To Siberia by Per Petterson (1996. 1998 Translation. Picador. ISBN 978-0-312-42899-0)
On the way home from school I walk right behind Lone and mimic the way she moves. She minces along. I go on doing that as long as it is fun, and Lone never once looks back. She lives in a big house…almost at Frydenstrand. I don’t go as far as that, but in the same direction. We never walk together. Lone is upper class and must not be seen in my company. The feeling is mutual. But as I am about to turn up Asylgate, she does turn around. She stares at me with eyes full of hate, takes hold of her scarf and wrenches it around so the knot is at her nape and hitches it up until it’s really tight, sticks out her tongue, and squints at me. At once I start to run, hit her with my shoulder, and knock her backward into a snow drift. I give her a thorough ducking. She may be the headmaster’s daughter, but no one makes game of me. No one.

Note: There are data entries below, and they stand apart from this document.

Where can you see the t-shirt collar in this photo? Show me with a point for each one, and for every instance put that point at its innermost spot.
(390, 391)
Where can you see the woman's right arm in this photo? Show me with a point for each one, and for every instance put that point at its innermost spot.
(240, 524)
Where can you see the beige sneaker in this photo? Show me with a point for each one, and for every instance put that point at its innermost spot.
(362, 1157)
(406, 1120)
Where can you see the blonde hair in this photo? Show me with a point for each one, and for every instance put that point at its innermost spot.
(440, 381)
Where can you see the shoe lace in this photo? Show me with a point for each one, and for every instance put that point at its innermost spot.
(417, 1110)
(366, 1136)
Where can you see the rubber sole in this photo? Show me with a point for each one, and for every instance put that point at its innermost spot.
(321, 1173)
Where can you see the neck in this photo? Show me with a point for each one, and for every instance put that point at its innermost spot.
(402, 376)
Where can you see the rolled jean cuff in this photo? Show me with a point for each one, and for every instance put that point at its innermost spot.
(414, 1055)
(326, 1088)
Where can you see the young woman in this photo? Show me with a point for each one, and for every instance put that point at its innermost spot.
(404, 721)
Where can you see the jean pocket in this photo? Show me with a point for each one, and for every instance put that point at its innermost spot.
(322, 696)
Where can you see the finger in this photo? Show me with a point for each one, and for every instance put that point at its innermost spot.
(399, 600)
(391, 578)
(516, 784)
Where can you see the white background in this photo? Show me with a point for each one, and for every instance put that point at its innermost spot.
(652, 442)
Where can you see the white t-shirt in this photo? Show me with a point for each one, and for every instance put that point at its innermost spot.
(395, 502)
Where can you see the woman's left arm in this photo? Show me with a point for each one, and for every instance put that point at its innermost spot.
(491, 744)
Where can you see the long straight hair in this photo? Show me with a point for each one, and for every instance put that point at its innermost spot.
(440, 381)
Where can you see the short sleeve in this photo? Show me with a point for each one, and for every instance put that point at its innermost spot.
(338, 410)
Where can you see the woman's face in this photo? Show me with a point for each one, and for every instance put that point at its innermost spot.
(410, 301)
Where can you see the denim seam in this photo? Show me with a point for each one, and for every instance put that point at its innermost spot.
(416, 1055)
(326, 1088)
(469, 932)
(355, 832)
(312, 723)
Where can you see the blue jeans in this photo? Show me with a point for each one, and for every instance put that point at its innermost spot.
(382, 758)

In this brief, almost novella-sized poetic novel, Petterson, whose Out Stealing Horses (see my review in the Review Archives) became an international best seller, paints a picture of pre and post WWII Denmark and Norway that is the literary equivalent to an Edvard Munch painting: Sparse, dark, bitter, yet compelling. To Siberia is really a collection of interlocked vignettes rather than a fully realized novel: The storyline skips and meanders and moseys around, following the young female protagonist and her brother through a series of scenes and encounters. But this lack of continuity and structure is not a deficit. Indeed, the wayward path of story in this book is one of its distinct charms. The Scandinavian lilt and lyric of the author’s prose reminds one of an old Norse saga or of some long forgotten folk song. Sea spray and snow and gray skies and bone chilling cold are omnipresent throughout this story of two siblings growing up in chaotic times. There are hints of holocaust, war, death, sabotage, sex, forbidden love, and incest sewn within the fabric of Petterson’s poetry, all of which enable the fully realized characters of the tale to grapple with the emotional upheaval of small countries dragged into a world wide conflagration. A simple yet powerful piece of writing.
4 and 1/2 stars out of 5.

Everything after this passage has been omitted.